"Human beings are not intrinsically selfish, which isolates us from others. We are essentially social animals who depend on others to meet our needs. We achieve happiness, prosperity and progress through social interaction. Therefore, having a kind and helpful attitude contributes to our own and others' happiness."Not selfish? I first thought of original sin, and began to dismiss his blurb as just another sappy, idealistic sentiment. But he's not talking about that, really. When he says "selfish", he means, "to one's self". And I think he's onto something. Is it possible for false teachers, even non-Christians, to tap into truth? Sure!
Christians would affirm that Man was created to be in relationships. It is "not good for man to be alone", God says in Genesis. So he created woman, and so he places us in families, communities, etc. Jesus Christ, true God and perfect man, demonstrated this himself with his many heartfelt and personal social interactions. "The disciple whom Jesus loved", for instance, or the calling of the 12 disciples and the special place of the 3 - all these give us clues to the nature of human social relationships as God intends them.
Jesus goes on to teach about love for the neighbor, "Do unto others" and "Love one another as I have loved you" and "Greater love has no one than that he lay down his life for his friend". And here is the clue toward what the Dalai Lama is missing.

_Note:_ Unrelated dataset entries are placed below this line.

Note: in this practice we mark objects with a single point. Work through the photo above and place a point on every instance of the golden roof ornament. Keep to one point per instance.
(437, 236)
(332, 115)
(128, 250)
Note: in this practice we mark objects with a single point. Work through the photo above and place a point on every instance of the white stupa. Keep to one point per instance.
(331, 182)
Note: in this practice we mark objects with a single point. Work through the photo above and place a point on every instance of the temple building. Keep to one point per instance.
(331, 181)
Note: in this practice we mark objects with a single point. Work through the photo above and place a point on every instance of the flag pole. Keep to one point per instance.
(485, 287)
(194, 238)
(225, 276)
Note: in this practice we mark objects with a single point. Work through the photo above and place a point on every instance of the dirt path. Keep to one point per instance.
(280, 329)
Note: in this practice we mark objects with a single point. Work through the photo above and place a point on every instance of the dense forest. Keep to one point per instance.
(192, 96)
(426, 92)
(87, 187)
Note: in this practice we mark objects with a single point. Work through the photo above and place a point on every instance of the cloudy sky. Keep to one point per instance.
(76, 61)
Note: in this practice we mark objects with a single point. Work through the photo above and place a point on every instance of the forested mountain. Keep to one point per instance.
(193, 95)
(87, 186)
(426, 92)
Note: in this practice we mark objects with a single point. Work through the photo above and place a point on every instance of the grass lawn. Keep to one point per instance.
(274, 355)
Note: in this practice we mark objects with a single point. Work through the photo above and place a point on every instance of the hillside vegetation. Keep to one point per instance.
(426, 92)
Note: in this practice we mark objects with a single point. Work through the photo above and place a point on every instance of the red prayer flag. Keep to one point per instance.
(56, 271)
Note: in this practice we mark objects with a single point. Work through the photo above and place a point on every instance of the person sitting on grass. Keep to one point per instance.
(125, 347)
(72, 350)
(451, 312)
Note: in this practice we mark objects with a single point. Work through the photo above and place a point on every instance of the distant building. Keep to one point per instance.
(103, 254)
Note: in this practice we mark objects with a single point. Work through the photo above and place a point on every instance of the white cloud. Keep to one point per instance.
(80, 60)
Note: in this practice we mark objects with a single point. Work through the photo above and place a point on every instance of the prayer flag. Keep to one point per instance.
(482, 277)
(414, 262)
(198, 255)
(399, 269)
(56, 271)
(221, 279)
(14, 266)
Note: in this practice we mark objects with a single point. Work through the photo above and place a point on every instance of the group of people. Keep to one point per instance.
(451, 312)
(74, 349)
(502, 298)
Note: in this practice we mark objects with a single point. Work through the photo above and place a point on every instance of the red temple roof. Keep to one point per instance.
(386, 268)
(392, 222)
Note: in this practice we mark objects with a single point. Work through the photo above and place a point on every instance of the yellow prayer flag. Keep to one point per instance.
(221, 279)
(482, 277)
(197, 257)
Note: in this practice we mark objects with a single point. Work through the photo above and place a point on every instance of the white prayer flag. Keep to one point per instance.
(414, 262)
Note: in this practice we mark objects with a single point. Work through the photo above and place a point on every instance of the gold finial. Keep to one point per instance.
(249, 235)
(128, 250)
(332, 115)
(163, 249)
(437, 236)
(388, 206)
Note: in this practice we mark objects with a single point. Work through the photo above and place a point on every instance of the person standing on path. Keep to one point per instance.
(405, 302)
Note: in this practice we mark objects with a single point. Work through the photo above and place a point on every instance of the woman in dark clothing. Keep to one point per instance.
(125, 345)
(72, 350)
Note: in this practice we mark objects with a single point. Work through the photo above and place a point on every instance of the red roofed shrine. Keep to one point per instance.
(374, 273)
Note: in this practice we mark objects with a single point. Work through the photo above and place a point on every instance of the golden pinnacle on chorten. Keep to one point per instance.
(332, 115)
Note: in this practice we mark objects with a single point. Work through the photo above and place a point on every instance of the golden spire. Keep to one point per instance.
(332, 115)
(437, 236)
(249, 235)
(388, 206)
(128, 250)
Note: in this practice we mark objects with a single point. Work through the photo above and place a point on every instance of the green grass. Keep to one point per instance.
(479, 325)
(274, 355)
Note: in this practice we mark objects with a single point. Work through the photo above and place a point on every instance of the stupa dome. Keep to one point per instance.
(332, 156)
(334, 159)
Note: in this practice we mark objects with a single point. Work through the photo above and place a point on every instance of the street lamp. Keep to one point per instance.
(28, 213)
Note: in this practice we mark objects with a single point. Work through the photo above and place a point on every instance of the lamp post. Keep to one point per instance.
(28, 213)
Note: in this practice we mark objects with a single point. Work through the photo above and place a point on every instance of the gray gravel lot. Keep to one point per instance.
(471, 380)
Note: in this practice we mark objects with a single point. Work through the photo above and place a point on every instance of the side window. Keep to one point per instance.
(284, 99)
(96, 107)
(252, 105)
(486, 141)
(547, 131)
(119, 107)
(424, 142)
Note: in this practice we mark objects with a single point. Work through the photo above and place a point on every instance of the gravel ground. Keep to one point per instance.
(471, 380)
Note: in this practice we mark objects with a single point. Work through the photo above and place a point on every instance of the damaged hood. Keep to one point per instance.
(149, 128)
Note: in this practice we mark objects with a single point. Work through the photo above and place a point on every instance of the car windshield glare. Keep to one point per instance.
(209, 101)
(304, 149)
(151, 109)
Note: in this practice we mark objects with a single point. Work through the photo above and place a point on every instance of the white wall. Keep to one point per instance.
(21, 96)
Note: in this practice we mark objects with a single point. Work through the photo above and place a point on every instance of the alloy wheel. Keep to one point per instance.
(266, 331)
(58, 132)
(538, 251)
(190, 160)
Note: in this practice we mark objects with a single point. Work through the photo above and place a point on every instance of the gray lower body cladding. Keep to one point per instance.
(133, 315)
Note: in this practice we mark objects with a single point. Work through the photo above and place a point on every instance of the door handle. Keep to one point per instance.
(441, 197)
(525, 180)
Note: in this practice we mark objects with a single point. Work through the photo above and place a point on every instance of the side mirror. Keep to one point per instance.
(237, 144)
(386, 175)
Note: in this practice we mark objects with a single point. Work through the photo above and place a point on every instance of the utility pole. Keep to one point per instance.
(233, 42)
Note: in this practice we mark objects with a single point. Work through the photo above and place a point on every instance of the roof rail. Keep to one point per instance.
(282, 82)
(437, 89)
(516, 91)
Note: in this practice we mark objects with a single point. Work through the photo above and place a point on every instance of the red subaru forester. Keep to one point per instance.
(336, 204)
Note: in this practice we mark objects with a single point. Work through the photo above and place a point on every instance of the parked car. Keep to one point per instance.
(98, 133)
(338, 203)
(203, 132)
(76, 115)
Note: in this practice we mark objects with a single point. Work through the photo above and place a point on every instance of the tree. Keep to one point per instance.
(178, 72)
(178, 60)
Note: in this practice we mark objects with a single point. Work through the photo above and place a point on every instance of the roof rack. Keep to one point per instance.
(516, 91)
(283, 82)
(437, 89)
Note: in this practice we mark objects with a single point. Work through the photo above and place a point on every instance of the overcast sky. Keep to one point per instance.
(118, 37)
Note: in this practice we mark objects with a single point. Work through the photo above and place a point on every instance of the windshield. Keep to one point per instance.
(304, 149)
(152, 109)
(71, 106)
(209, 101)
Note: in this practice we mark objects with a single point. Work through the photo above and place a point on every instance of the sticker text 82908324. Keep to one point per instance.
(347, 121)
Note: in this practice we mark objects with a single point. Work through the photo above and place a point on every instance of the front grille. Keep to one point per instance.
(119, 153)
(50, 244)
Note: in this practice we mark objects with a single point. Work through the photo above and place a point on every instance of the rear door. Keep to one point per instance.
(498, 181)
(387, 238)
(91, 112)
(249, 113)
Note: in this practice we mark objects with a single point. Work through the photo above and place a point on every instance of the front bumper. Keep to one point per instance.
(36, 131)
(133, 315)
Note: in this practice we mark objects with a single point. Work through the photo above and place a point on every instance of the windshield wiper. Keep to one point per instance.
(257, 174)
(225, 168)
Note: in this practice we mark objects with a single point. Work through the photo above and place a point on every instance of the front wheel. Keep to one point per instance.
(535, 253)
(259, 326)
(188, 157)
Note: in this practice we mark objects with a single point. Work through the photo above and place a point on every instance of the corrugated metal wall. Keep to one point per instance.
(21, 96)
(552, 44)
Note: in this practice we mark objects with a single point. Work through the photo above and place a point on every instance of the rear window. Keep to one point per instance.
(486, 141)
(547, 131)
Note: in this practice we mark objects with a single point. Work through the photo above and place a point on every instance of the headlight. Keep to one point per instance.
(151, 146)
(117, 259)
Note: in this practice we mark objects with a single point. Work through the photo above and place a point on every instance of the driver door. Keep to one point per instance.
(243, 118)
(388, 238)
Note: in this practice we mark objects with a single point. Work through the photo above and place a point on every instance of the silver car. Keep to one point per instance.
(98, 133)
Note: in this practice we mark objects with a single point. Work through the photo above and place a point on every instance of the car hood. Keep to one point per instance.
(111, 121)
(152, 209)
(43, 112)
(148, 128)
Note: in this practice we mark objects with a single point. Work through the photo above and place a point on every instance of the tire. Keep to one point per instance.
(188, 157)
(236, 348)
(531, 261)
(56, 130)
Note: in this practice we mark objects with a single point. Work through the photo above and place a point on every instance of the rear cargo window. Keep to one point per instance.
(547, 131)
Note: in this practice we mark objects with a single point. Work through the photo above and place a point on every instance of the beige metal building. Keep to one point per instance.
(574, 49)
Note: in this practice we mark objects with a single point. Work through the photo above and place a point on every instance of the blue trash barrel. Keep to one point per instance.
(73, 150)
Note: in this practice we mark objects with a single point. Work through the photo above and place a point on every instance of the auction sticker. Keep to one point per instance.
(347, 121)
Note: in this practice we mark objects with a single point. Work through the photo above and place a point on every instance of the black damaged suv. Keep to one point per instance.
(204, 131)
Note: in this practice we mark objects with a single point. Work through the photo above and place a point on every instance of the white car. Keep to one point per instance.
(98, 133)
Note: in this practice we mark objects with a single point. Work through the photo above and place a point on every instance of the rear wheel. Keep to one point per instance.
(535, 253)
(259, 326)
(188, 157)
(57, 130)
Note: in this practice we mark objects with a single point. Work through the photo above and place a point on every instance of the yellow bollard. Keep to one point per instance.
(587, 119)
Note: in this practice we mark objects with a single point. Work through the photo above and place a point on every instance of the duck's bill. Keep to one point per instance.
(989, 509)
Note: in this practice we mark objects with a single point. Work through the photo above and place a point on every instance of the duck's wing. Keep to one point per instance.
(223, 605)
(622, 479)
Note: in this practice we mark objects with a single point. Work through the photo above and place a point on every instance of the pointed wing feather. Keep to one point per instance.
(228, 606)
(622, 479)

Just as we are not "intrinsically selfish", or isolated from other humans, we are not "intrinsically selfish" and isolated from our God. We are not created to be apart from him, but with him. We are meant to be together. We are, after all, made in his image. But sin breaks this connection, separates us from God, and shatters His image in us. If we are "social animals" we are first and foremost "social" when it comes to the almighty.
In Jesus Christ, all this is made whole again. Jesus restores the broken relationship to a right one. He makes us, once more, who we were meant to be. Children of the Heavenly Father. And only Jesus can do it.
And He calls us into a "social network" known as the church. In Christ, we join the communion of all the saints, in faith toward God and in love toward one another. We receive his gifts together. We bear one another's burdens. We submit to one another out of love.
To the extent that a Christian has the right "attitude" toward others, is kind, loving or helpful to others - it is in response to the exceedingly great love God first had for us in Christ. It is the working of God's Spirit within us that drives us to fulfill the law of love. But we don't do it for our own benefit or happiness. Indeed, sometimes we even die for one another - figuratively or literally. But it's because Christ died for us first. His love forms us, and reforms us.